Manic Monday means anything goes, and today we’re talking about one of my favorite things–the old South. The rich cultural mix and living history fascinates me, and nothing taps into my love of history more than the plantations that sprawl across the southern states.
Anne Rice fans, this one should look familiar. Oak Alley was featured in the movie Interview with a Vampire.
Located in Vacherie, Louisiana, Oak Alley Plantation is a National Historic Landmark. The incredible alley of live oaks leading to the main house is almost 800 feet long and is much older than the main house, which was built by George Swainy between 1837-1839. Featuring a standing colonnade of 28 Doric Columns, the house is just as beautiful today. The original marble floors have been replaced by wood, the roof is slate, and the columns have been painted to look like marble.

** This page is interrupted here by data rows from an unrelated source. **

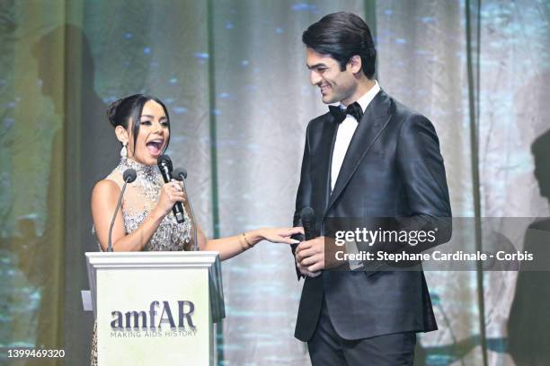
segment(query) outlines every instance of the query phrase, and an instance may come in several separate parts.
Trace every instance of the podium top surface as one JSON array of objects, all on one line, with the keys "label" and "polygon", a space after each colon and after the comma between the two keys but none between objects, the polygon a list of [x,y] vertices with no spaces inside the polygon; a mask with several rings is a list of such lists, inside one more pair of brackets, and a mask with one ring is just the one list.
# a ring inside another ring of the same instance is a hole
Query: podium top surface
[{"label": "podium top surface", "polygon": [[217,251],[87,252],[93,266],[210,266],[219,262]]}]

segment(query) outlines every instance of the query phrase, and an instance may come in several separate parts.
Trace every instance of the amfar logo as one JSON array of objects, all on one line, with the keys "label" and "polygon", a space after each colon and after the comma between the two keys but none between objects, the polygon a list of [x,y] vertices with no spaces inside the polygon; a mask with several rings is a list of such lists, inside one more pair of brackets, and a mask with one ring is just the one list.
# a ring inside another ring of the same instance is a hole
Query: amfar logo
[{"label": "amfar logo", "polygon": [[[162,328],[163,324],[167,324],[173,330],[185,330],[186,325],[191,330],[195,330],[192,315],[195,311],[195,304],[189,301],[178,301],[178,324],[172,315],[172,309],[168,301],[153,301],[149,305],[149,311],[130,310],[123,313],[122,311],[111,311],[113,318],[111,321],[111,330],[140,330],[149,328],[155,330]],[[187,308],[187,309],[186,309]],[[157,311],[158,309],[158,311]],[[162,309],[162,311],[161,311]],[[160,316],[157,318],[157,315]]]}]

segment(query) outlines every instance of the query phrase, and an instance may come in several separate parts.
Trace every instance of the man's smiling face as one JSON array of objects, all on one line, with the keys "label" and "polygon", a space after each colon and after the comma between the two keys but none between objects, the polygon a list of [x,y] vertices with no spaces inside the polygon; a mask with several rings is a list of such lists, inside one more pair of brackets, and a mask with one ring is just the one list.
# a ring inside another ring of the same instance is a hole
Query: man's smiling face
[{"label": "man's smiling face", "polygon": [[330,55],[320,54],[313,48],[306,48],[306,64],[310,70],[311,83],[321,89],[323,102],[325,104],[346,100],[357,89],[357,81],[350,70],[350,65],[342,71],[340,64]]}]

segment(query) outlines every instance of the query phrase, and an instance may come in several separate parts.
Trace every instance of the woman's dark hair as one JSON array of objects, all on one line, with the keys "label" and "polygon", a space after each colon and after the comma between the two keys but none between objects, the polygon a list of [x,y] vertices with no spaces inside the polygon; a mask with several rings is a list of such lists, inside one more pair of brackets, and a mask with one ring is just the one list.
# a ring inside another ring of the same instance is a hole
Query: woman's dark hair
[{"label": "woman's dark hair", "polygon": [[333,13],[324,16],[302,34],[306,47],[330,55],[344,71],[350,59],[361,57],[361,70],[368,78],[375,74],[377,50],[367,23],[351,13]]},{"label": "woman's dark hair", "polygon": [[[132,126],[134,149],[136,149],[136,142],[138,141],[138,135],[139,134],[139,120],[143,111],[143,106],[149,100],[156,101],[163,107],[163,109],[164,109],[164,114],[166,115],[166,118],[168,118],[168,132],[170,132],[170,116],[168,115],[168,109],[166,109],[164,103],[156,97],[134,94],[129,97],[120,98],[111,103],[109,108],[107,108],[107,118],[113,127],[121,126],[125,130],[128,130],[130,119],[134,121],[134,126]],[[166,147],[168,147],[169,143],[170,135],[168,135],[168,140],[166,141]]]}]

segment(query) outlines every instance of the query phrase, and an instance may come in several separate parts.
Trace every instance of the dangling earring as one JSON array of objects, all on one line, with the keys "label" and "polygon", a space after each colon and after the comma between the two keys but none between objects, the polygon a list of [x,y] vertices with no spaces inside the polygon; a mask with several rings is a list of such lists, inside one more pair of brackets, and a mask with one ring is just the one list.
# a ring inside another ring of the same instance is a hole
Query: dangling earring
[{"label": "dangling earring", "polygon": [[126,144],[128,144],[128,143],[122,143],[122,149],[120,149],[120,157],[121,158],[128,157],[128,152],[126,151]]}]

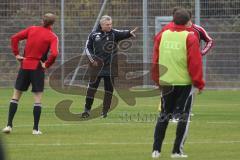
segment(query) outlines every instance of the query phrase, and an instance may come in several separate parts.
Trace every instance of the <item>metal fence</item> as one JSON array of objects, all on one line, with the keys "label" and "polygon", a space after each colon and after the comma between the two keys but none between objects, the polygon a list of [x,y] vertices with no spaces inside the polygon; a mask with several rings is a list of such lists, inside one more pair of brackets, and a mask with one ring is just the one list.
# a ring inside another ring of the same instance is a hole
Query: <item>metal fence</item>
[{"label": "metal fence", "polygon": [[[88,34],[91,32],[104,2],[104,0],[1,0],[0,87],[13,86],[19,67],[11,53],[10,36],[12,34],[29,25],[40,25],[41,17],[46,12],[58,15],[54,31],[60,39],[61,55],[52,69],[47,71],[49,74],[64,62],[83,54]],[[200,8],[197,7],[197,2],[199,2]],[[127,56],[129,65],[123,65],[124,60],[120,60],[119,65],[125,67],[125,70],[135,67],[139,70],[149,71],[149,65],[143,64],[151,62],[153,37],[156,29],[155,18],[171,16],[172,8],[176,6],[190,9],[193,15],[199,11],[199,17],[194,16],[193,20],[196,23],[200,22],[200,25],[214,39],[211,53],[204,58],[207,87],[239,89],[239,0],[108,0],[103,14],[112,16],[114,28],[140,27],[137,38],[132,40],[132,47],[119,51]],[[138,64],[131,65],[131,63]],[[73,67],[76,68],[76,66]],[[121,74],[122,69],[119,67],[118,85],[152,84],[149,76],[143,76],[138,80],[124,81],[124,78],[121,79],[122,76],[125,76]],[[62,72],[62,74],[65,83],[69,83],[74,76],[74,71]],[[77,72],[73,84],[81,83],[80,77],[81,70]]]}]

An antebellum sugar plantation, the property was taken over in 1925 by Mr. and Mrs. Andrew Stewart and was the first example of post antebellum restoration on River Road. Now a romantic bed and breakfast, Oak Alley is a favorite for weddings and other celebrations, and is a must-see for any history buff.

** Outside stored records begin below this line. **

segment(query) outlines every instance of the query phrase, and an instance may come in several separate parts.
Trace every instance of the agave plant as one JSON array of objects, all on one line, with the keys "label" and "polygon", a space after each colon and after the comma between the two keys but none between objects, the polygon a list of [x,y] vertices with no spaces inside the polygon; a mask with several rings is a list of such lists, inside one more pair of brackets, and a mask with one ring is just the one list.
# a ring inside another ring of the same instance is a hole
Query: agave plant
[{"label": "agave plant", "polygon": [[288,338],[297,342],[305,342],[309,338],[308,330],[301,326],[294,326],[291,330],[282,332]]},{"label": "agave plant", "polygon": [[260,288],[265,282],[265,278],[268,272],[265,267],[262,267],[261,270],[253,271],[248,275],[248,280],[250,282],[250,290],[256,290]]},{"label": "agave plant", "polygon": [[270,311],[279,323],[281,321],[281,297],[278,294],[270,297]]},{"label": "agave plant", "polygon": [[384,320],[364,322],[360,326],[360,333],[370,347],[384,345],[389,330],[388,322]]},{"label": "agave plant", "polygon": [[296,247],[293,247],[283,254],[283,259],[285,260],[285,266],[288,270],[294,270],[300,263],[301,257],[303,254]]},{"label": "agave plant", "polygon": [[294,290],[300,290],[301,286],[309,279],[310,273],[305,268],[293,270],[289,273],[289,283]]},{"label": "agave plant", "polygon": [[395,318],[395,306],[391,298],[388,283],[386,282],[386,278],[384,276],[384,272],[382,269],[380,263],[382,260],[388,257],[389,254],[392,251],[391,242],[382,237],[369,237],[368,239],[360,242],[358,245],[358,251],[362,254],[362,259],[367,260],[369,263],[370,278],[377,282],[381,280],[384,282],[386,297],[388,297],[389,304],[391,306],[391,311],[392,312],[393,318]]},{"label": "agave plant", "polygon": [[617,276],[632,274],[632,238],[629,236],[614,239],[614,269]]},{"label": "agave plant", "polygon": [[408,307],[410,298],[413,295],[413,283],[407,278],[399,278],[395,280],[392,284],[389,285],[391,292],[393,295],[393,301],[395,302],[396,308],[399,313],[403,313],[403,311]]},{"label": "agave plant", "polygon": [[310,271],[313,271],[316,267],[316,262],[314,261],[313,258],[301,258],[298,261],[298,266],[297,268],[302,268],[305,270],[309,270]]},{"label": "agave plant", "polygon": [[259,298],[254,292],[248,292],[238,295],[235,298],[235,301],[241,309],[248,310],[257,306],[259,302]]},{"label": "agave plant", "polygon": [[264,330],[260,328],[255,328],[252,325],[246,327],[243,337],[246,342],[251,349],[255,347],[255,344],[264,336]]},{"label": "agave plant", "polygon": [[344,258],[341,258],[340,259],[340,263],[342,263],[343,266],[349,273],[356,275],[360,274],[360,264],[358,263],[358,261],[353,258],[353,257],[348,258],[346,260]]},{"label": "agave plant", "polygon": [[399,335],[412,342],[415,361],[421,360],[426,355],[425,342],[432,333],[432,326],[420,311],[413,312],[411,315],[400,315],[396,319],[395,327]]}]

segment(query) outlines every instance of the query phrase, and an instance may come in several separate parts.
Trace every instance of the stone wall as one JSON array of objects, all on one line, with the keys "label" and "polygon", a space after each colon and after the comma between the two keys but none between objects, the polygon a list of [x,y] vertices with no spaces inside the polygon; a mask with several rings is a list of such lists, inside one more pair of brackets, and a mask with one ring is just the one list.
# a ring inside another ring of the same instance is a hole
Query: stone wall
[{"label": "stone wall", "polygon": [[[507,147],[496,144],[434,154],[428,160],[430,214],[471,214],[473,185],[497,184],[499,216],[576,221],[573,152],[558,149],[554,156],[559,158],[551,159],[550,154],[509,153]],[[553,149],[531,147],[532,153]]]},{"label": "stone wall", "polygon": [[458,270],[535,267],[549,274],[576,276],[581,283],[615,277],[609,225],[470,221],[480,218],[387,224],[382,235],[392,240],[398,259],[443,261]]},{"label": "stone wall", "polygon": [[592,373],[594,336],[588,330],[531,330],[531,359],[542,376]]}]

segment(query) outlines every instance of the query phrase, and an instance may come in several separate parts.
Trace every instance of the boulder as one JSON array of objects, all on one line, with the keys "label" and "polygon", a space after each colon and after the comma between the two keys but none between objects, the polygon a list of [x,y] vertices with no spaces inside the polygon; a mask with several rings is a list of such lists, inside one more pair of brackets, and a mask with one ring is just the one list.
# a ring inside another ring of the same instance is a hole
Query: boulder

This one has a special place in my heart. I’ve always loved Civil War history, and when I was in the third grade, a miniseries called North and South aired for the first time. Starring Patrick Swayze (I still maintain this was the role he was born to play) as Orry Main, North and South told the story of how a southern gentleman and a Yankee’s friendship persevered through decades of war and family tragedy.
Boone Hall was featured as Mont Royal, and it was love at first sight for me. One of the country’s oldest working plantations, Boone Hall has been open to the public since 1956. The current house was built in 1933 (the original in 1790) when the owners decided they wanted something more grand and befitting of their stature. Nine original slave cabins still stand as well as a smoke house dating back to 1750 and the Cotton Gin House (1853).
Owned by the McRae family since 1955, Boone Hall still produces crops, including strawberries, tomatoes and pumpkins. Tours are giving almost year around, and the plantation also takes part in many celebrations, including a stunning Christmas festival.
The antagonist from INTO THE DARK is from the Cane River Valley, and Melrose Plantation was the inspiration for his dark and tragic past.
Melrose is among the more unique plantations in the deep south. Marie Therese CoinCoin, born as a slave in 1742, had fourteen children: four black and ten of Franc0-American blood. Sold to Thomas Metoyer with several of her children (some fathered by Metoyer), Coincoin and her offspring were freed and later received a number of land grants. The grants formed Melrose plantation and descendants of Marie still live in the area today.
The current house was built in 1833, and the plantation would change ownership throughout the years. In the twentieth century, the sprawling grounds and structures became home to a colony of artists, perhaps none more famous than Clementine Hunter. Some of her paintings remain at Melrose.
Melrose is open to tours and the hub of the Cane River National Heritage Area.
Do you love the old southern plantations? Have you ever visited any? Do you have personal history with any of the grand old homes?